O ministro Alexandre de Moraes, do Supremo Tribunal Federal (STF), determinou a abertura de um inquérito para investigar o deputado federal Eduardo Bolsonaro (PL-SP) por possíveis ações contra autoridades brasileiras em solo estrangeiro. A decisão atende a um pedido da Procuradoria-Geral da União, que acusa o parlamentar de atuar nos Estados Unidos para obter sanções políticas e diplomáticas contra ministros do STF e membros do governo brasileiro.
De acordo com a representação, Eduardo Bolsonaro tem mantido contatos com aliados do ex-presidente Donald Trump e outros setores da direita norte-americana com o objetivo de deslegitimar o sistema judiciário brasileiro e interferir nas investigações que apuram a tentativa de golpe de Estado em 8 de janeiro de 2023. A Procuradoria afirma ainda que o deputado busca influenciar decisões internacionais que possam constranger o Brasil institucionalmente.
As autoridades suspeitam que Eduardo estaria tentando obter apoio político nos EUA para minar a credibilidade das investigações conduzidas pelo STF, que envolvem seu pai, o ex-presidente Jair Bolsonaro, e aliados próximos.

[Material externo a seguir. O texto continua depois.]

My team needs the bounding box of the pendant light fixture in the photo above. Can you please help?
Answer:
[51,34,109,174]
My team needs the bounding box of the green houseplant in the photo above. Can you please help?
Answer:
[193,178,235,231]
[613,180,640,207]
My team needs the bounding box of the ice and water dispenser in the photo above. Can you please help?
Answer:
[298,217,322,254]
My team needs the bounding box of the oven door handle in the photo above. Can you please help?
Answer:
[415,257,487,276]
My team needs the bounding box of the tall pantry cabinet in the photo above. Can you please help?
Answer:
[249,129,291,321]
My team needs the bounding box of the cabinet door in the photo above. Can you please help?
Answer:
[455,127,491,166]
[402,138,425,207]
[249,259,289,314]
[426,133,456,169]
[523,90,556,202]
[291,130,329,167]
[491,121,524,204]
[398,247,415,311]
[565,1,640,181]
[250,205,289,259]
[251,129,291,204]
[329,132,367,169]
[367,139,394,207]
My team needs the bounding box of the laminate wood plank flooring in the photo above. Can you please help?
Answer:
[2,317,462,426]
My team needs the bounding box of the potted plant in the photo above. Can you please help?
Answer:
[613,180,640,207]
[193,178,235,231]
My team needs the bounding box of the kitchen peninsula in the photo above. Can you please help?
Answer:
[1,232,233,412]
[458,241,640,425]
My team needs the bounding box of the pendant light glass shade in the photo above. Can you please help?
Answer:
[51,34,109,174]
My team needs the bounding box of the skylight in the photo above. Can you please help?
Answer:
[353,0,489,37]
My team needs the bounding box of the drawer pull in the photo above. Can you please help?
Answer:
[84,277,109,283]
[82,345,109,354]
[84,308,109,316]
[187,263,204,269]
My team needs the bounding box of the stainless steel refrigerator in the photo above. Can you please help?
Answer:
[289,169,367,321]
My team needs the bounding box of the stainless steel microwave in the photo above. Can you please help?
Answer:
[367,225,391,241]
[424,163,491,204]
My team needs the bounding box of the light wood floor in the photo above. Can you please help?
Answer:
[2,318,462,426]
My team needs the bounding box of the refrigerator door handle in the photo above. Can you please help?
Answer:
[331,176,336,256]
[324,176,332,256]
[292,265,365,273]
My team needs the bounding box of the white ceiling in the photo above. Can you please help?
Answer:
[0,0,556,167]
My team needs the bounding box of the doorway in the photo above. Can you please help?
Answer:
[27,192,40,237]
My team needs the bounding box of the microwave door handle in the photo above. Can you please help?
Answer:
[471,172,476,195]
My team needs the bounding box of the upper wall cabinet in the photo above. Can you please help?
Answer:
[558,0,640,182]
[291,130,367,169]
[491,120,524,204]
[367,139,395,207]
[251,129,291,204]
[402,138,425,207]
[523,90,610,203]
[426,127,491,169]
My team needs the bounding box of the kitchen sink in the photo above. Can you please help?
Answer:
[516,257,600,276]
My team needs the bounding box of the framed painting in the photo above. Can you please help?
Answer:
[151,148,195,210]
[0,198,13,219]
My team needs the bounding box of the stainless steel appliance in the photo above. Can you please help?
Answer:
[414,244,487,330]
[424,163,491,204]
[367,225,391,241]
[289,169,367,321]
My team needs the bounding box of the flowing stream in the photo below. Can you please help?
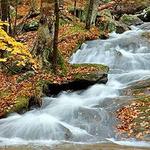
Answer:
[0,24,150,149]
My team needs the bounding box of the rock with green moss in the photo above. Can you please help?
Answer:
[138,7,150,22]
[95,9,116,33]
[120,14,143,26]
[23,19,39,31]
[43,64,109,96]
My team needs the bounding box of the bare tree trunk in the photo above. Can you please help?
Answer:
[32,0,54,69]
[13,0,18,37]
[1,0,9,32]
[31,0,38,13]
[53,0,59,73]
[86,0,94,30]
[74,0,77,16]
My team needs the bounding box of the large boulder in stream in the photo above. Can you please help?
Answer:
[138,7,150,22]
[120,14,143,26]
[43,64,109,96]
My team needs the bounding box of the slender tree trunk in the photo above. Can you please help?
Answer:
[13,0,18,36]
[86,0,94,30]
[1,0,9,32]
[74,0,77,16]
[53,0,59,73]
[31,0,38,13]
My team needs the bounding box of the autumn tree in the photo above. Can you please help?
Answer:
[32,0,63,72]
[86,0,94,30]
[1,0,9,31]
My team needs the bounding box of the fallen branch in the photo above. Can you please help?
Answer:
[98,1,117,11]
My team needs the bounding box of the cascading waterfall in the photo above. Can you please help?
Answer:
[0,24,150,145]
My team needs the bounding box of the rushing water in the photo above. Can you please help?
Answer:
[0,24,150,147]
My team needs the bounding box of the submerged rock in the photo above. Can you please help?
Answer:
[43,64,108,96]
[138,7,150,22]
[120,14,143,26]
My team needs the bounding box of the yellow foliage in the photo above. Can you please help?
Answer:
[0,21,36,67]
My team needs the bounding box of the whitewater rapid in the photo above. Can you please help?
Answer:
[0,24,150,147]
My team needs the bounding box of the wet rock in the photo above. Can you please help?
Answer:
[116,21,130,34]
[95,10,116,34]
[28,96,42,110]
[138,7,150,22]
[120,14,143,26]
[23,19,39,32]
[43,64,108,96]
[43,74,108,96]
[138,22,150,30]
[17,71,35,83]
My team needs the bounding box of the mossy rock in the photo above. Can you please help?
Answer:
[11,96,29,113]
[120,14,143,26]
[72,63,109,74]
[23,19,39,31]
[17,71,35,83]
[142,32,150,41]
[95,9,116,33]
[138,7,150,22]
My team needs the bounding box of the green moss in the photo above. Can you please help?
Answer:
[0,90,11,98]
[74,73,99,81]
[72,64,109,73]
[9,96,29,113]
[17,71,35,83]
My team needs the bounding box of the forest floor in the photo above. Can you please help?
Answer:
[0,1,150,139]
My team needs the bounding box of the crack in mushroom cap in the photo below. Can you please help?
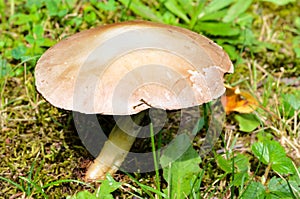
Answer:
[35,21,233,115]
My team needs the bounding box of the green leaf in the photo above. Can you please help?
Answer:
[97,0,117,11]
[240,181,266,199]
[45,0,59,16]
[223,0,252,23]
[164,0,190,23]
[263,0,296,6]
[195,22,240,36]
[216,155,232,173]
[0,57,12,79]
[272,157,295,174]
[268,176,297,198]
[234,114,260,132]
[199,10,227,21]
[251,140,295,174]
[204,0,235,14]
[283,91,300,110]
[234,154,250,173]
[74,190,99,199]
[11,45,26,59]
[160,135,201,198]
[100,173,122,197]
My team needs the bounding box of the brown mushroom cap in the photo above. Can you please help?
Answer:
[35,21,233,115]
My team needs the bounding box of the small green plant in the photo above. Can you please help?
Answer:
[241,139,300,198]
[67,174,122,199]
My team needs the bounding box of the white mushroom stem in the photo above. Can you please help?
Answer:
[85,112,145,181]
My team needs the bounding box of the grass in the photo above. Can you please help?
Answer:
[0,0,300,198]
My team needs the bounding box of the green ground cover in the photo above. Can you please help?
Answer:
[0,0,300,198]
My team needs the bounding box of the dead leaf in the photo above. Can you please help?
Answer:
[221,86,258,114]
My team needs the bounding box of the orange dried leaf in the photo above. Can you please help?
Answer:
[221,86,258,114]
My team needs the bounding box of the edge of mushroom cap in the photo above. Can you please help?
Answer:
[35,20,234,114]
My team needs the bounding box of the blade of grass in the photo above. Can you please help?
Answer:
[19,176,49,199]
[0,176,25,192]
[150,122,161,198]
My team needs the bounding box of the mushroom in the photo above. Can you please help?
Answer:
[35,21,233,181]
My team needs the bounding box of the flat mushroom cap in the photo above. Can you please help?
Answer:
[35,21,233,115]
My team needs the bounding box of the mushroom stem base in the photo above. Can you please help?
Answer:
[85,112,145,181]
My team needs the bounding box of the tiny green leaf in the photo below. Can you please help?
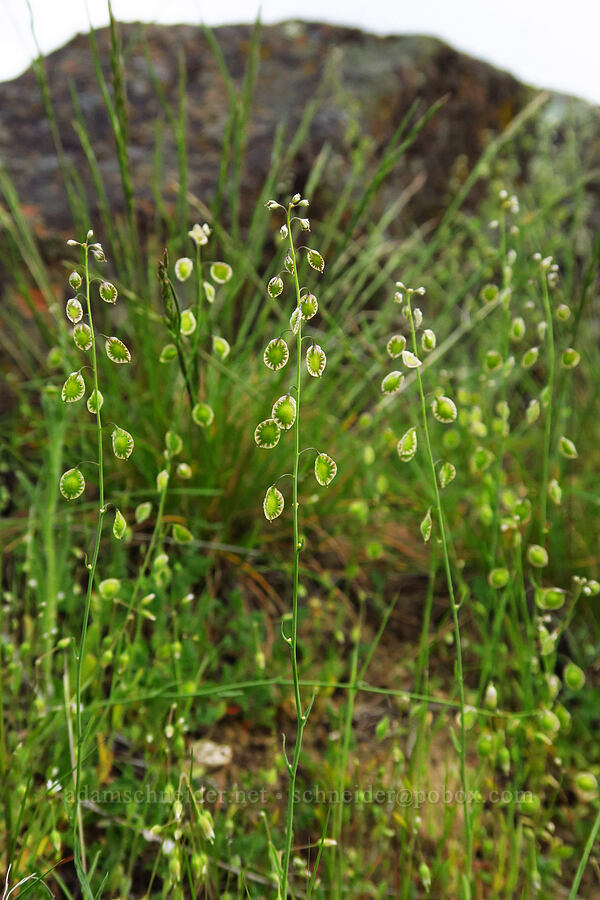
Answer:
[263,338,290,372]
[315,453,337,487]
[61,372,85,403]
[113,509,127,541]
[104,337,131,364]
[263,484,284,522]
[210,262,233,284]
[254,419,281,450]
[58,469,85,500]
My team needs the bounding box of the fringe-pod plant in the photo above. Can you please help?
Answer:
[254,194,337,898]
[381,281,473,897]
[60,229,134,895]
[158,229,233,429]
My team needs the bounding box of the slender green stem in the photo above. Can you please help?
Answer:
[72,243,106,871]
[407,292,473,884]
[281,206,308,900]
[569,809,600,900]
[540,269,555,546]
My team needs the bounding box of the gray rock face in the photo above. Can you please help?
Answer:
[0,23,534,236]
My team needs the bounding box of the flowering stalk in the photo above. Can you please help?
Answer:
[254,194,337,898]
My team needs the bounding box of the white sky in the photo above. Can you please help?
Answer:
[0,0,600,104]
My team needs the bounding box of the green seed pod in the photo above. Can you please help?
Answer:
[263,484,284,522]
[61,372,85,403]
[98,578,121,600]
[192,403,215,428]
[477,731,494,759]
[175,256,194,281]
[135,500,152,525]
[307,250,325,272]
[483,681,498,710]
[254,419,281,450]
[58,469,85,500]
[271,394,296,431]
[263,338,290,372]
[306,344,327,378]
[563,663,585,691]
[99,281,118,303]
[431,396,457,425]
[165,431,183,456]
[381,372,404,394]
[73,322,92,350]
[521,347,540,369]
[267,275,283,300]
[419,507,433,543]
[525,398,541,425]
[113,509,127,541]
[65,297,83,324]
[111,425,134,459]
[510,316,526,344]
[210,262,233,284]
[560,347,581,369]
[104,337,131,364]
[202,281,216,303]
[574,772,598,803]
[421,328,437,353]
[298,294,319,322]
[558,435,579,459]
[419,862,431,894]
[179,309,197,337]
[527,544,548,569]
[69,272,83,291]
[315,453,337,487]
[396,425,417,462]
[173,522,194,544]
[213,334,231,362]
[402,350,422,369]
[386,334,406,359]
[527,592,566,610]
[86,388,104,415]
[438,462,456,488]
[488,569,510,590]
[158,344,177,363]
[483,350,503,372]
[548,478,562,506]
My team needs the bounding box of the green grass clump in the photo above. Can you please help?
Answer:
[0,14,600,900]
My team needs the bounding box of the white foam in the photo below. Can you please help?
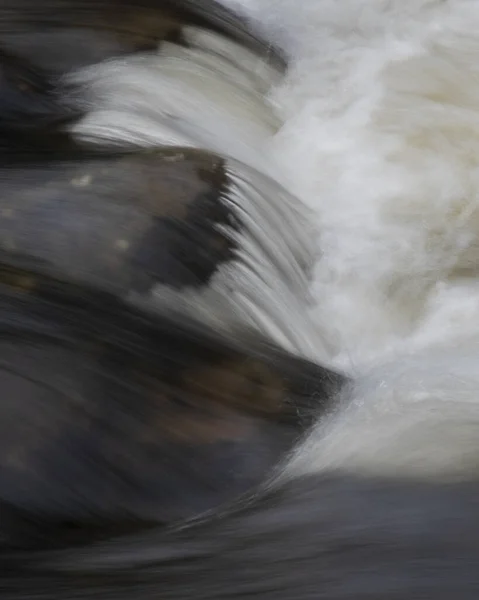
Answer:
[220,0,479,477]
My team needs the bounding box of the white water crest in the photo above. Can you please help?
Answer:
[72,0,479,477]
[221,0,479,478]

A iniciativa seria parte de uma estratégia para dificultar o avanço das apurações sobre os atos antidemocráticos e a suposta tentativa de impedir a posse do presidente Luiz Inácio Lula da Silva.
A decisão de Moraes amplia o cerco judicial ao entorno de Jair Bolsonaro, reforçando a tese de que os ataques às instituições democráticas continuam sendo articulados mesmo fora do país. O STF vê com preocupação a internacionalização dessas ofensivas e deve acelerar as diligências para apurar o caso.
A defesa de Eduardo Bolsonaro ainda não se manifestou sobre o novo inquérito.